Training data definition
Training data is a dataset used to train a machine learning model — to teach it to make predictions or decisions without being explicitly programmed to perform that task. The training data provides examples from which the model learns.
See also: machine learning
Commons characteristics of training data
- Labeled vs. unlabeled.
- Labeled data includes both the input and the corresponding desired output. It’s used in supervised learning where the goal is for the model to learn a mapping from inputs to outputs. For instance, in a spam detection model, labeled training data would consist of many emails and labels indicating whether each email is “spam” or “not spam.”
- Unlabeled data consists of the input without any corresponding desired output. It’s used in unsupervised learning where the goal might be to find patterns or structures in the data, like clustering or dimensionality reduction.
- Quality and relevance. A machine learning model’s accuracy and effectiveness rely on the training data’s quality. Good training data is:
- Representative of the real-world scenario where the model will be deployed.

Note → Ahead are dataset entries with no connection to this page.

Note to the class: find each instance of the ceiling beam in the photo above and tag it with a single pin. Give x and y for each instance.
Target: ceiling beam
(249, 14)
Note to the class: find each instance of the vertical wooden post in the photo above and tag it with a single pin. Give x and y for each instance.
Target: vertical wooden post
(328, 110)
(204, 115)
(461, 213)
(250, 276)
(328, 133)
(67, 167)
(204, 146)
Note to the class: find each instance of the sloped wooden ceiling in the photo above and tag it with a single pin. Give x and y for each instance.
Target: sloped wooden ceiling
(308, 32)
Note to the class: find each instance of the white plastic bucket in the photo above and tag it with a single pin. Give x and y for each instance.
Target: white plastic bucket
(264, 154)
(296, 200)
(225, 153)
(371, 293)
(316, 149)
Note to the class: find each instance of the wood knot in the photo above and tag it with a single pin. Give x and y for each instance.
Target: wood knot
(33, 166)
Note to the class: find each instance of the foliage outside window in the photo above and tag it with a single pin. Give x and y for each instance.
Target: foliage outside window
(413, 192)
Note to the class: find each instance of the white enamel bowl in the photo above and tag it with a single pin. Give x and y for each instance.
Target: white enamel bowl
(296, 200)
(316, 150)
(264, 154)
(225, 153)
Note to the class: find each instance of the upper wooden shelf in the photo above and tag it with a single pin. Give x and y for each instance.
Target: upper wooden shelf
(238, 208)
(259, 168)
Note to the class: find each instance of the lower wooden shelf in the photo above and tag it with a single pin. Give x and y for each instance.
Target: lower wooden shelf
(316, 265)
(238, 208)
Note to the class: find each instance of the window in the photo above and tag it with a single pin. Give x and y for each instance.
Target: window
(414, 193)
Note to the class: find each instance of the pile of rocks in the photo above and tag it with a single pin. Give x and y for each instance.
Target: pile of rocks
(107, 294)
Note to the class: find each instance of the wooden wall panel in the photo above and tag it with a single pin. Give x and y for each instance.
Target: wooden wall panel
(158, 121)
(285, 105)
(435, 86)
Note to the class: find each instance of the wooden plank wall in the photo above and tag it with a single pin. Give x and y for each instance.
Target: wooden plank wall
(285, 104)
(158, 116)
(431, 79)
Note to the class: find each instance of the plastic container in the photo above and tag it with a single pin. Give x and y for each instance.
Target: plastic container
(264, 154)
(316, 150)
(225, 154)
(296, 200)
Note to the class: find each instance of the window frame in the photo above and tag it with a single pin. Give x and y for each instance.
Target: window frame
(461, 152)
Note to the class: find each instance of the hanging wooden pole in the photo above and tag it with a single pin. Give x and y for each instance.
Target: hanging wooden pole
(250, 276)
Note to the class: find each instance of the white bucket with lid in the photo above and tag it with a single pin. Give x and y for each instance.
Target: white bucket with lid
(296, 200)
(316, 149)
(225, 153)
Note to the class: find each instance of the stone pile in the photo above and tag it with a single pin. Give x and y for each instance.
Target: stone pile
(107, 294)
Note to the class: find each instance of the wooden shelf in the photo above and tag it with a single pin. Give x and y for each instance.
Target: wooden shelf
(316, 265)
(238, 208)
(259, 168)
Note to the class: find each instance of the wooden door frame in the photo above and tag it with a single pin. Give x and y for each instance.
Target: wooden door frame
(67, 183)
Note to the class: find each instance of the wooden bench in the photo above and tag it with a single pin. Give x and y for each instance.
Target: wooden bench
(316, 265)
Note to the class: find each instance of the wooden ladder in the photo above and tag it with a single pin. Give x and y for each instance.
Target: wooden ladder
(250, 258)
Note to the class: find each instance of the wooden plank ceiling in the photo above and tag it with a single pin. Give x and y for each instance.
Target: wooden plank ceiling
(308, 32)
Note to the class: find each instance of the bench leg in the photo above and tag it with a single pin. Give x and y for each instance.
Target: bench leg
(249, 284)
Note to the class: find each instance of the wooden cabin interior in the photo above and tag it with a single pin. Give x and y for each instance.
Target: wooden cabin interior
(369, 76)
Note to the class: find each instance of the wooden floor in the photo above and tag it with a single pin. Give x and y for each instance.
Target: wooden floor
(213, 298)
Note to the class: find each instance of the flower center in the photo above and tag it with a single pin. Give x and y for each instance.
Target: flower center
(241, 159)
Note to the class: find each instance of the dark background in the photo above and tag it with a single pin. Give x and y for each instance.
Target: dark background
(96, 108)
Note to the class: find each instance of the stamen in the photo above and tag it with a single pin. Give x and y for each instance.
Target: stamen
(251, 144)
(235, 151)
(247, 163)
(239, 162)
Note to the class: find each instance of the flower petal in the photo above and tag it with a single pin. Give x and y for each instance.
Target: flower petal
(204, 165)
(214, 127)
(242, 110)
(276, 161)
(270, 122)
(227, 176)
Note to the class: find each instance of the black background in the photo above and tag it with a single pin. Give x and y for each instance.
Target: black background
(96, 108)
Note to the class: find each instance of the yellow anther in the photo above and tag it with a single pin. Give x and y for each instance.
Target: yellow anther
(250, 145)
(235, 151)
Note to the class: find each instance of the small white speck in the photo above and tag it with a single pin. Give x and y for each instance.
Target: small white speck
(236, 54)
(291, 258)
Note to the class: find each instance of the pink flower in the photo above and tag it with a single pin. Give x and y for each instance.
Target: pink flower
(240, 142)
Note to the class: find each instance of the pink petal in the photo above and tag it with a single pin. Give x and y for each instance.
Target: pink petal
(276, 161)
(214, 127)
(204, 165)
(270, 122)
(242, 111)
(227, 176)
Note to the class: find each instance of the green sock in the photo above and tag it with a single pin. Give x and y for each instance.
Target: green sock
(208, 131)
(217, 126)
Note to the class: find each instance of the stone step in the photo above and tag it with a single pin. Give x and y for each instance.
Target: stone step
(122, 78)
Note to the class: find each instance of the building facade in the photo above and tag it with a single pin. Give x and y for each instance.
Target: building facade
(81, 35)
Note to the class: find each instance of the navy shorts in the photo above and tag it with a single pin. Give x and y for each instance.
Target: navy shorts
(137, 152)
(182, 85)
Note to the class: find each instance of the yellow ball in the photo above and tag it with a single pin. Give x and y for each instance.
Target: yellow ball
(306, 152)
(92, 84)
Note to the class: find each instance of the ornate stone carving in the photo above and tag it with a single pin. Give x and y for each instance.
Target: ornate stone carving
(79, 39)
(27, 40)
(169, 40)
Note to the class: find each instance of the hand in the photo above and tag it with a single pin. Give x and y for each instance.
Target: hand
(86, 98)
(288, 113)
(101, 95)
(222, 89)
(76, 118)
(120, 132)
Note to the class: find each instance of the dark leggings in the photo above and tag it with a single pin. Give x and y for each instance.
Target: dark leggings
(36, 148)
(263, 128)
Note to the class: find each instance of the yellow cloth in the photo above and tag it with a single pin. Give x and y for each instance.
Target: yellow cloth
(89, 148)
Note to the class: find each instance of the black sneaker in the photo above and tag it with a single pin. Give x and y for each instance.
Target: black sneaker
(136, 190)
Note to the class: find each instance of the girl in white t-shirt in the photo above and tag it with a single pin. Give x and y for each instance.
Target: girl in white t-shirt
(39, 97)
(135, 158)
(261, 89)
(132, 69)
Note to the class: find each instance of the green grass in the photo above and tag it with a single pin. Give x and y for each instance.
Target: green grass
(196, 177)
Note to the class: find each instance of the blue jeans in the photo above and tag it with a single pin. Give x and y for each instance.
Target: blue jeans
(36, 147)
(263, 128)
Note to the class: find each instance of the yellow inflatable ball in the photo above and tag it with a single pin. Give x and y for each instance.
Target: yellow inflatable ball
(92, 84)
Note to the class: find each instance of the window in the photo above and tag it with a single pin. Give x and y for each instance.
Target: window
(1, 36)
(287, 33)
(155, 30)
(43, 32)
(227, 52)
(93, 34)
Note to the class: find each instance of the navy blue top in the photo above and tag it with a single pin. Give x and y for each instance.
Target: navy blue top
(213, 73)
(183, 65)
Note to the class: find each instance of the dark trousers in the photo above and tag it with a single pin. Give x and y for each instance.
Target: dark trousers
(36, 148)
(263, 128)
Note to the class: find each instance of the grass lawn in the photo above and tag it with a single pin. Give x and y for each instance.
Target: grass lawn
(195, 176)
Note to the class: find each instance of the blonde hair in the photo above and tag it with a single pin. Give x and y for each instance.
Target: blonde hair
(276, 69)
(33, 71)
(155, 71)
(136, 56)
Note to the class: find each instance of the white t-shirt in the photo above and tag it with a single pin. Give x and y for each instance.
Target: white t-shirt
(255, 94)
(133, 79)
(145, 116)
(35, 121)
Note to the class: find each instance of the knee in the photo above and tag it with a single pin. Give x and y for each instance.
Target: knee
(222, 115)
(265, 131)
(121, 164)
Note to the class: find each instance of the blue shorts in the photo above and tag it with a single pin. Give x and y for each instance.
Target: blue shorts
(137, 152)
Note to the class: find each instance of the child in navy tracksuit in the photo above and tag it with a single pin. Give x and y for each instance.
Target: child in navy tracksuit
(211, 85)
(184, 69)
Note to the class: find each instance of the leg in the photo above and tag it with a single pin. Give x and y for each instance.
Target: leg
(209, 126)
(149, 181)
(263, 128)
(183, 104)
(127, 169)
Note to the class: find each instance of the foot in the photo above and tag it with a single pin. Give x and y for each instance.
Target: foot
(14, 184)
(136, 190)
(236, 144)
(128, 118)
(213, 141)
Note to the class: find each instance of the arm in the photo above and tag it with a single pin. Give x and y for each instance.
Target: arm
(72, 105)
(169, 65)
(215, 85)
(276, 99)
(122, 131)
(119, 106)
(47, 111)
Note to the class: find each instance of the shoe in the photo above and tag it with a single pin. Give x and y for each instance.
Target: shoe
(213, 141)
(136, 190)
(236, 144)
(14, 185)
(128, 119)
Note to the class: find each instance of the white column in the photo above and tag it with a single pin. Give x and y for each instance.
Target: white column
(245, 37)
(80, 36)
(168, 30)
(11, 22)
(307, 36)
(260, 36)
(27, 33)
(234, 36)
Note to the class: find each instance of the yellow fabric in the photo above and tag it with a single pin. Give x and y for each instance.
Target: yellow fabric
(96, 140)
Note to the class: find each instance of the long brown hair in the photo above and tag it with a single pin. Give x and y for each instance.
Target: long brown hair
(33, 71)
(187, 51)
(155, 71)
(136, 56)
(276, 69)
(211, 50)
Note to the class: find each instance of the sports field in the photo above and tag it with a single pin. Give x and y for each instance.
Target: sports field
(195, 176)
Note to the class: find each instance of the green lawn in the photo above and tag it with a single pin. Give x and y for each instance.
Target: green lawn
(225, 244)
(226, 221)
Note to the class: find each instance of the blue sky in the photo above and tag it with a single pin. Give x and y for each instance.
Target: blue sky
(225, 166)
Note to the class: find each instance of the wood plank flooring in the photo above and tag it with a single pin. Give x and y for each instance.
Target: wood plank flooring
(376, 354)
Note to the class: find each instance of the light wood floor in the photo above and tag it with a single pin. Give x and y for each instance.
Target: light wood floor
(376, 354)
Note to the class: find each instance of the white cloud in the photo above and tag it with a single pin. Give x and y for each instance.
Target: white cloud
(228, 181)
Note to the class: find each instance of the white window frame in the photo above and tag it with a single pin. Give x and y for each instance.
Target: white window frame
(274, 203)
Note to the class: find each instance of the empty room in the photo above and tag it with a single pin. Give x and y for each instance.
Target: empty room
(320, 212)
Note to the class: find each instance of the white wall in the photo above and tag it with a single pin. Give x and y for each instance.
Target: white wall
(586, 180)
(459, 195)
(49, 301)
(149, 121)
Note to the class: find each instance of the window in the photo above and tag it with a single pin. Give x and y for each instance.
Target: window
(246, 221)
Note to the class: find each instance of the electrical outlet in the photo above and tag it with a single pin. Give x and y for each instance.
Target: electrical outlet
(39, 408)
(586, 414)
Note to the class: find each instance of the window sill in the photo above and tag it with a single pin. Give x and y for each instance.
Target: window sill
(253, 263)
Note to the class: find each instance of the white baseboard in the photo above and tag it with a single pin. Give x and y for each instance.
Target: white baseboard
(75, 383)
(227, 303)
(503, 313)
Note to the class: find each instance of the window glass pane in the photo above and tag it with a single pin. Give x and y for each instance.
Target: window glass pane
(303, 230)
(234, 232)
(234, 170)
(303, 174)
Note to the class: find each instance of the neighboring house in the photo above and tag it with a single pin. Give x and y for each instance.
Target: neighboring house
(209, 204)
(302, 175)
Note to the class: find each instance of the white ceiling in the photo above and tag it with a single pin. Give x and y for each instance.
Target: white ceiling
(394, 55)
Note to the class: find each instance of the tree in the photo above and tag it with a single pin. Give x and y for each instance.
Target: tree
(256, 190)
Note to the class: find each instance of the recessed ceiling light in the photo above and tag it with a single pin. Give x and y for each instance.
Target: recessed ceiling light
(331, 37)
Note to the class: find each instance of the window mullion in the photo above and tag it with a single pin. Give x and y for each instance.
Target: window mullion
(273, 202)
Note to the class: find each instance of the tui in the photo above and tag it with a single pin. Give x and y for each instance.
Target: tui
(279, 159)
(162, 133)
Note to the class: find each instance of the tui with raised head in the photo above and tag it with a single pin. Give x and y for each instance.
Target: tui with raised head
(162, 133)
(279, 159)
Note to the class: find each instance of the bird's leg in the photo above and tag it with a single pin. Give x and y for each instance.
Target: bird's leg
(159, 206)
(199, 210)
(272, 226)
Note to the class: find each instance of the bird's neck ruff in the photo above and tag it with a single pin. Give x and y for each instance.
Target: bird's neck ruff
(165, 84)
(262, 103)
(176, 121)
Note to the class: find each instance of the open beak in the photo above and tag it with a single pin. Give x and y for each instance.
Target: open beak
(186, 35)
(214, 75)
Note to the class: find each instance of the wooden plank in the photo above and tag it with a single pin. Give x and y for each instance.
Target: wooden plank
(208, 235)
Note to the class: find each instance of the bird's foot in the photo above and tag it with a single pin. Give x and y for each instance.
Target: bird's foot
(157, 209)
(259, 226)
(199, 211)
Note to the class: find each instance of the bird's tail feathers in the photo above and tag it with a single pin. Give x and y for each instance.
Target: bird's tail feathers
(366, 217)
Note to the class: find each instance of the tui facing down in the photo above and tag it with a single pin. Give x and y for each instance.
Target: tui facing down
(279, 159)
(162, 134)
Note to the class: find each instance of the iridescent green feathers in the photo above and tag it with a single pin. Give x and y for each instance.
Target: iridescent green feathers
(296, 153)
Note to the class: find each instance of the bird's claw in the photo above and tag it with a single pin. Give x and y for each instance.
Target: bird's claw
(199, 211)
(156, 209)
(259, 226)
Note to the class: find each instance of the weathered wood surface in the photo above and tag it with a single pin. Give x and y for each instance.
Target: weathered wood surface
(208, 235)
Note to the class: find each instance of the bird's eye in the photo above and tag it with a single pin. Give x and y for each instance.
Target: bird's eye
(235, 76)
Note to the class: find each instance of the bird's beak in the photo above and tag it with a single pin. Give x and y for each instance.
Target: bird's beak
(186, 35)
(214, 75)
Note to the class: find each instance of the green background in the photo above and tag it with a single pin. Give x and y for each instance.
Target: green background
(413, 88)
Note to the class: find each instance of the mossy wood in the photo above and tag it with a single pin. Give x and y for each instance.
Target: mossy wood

- Free from biases that might skew the model’s decisions.
- As clean as possible — free from errors, inconsistencies, and irrelevant or noisy points.
- Size. Deep learning models often require vast amounts of data to train effectively. However, more data isn’t always better if it isn’t high quality or relevant to the task.
- Data augmentation. In scenarios where collecting more data might be challenging, existing training data can be modified or augmented to create new data points. For example, an image can be rotated, zoomed, or flipped to produce variations.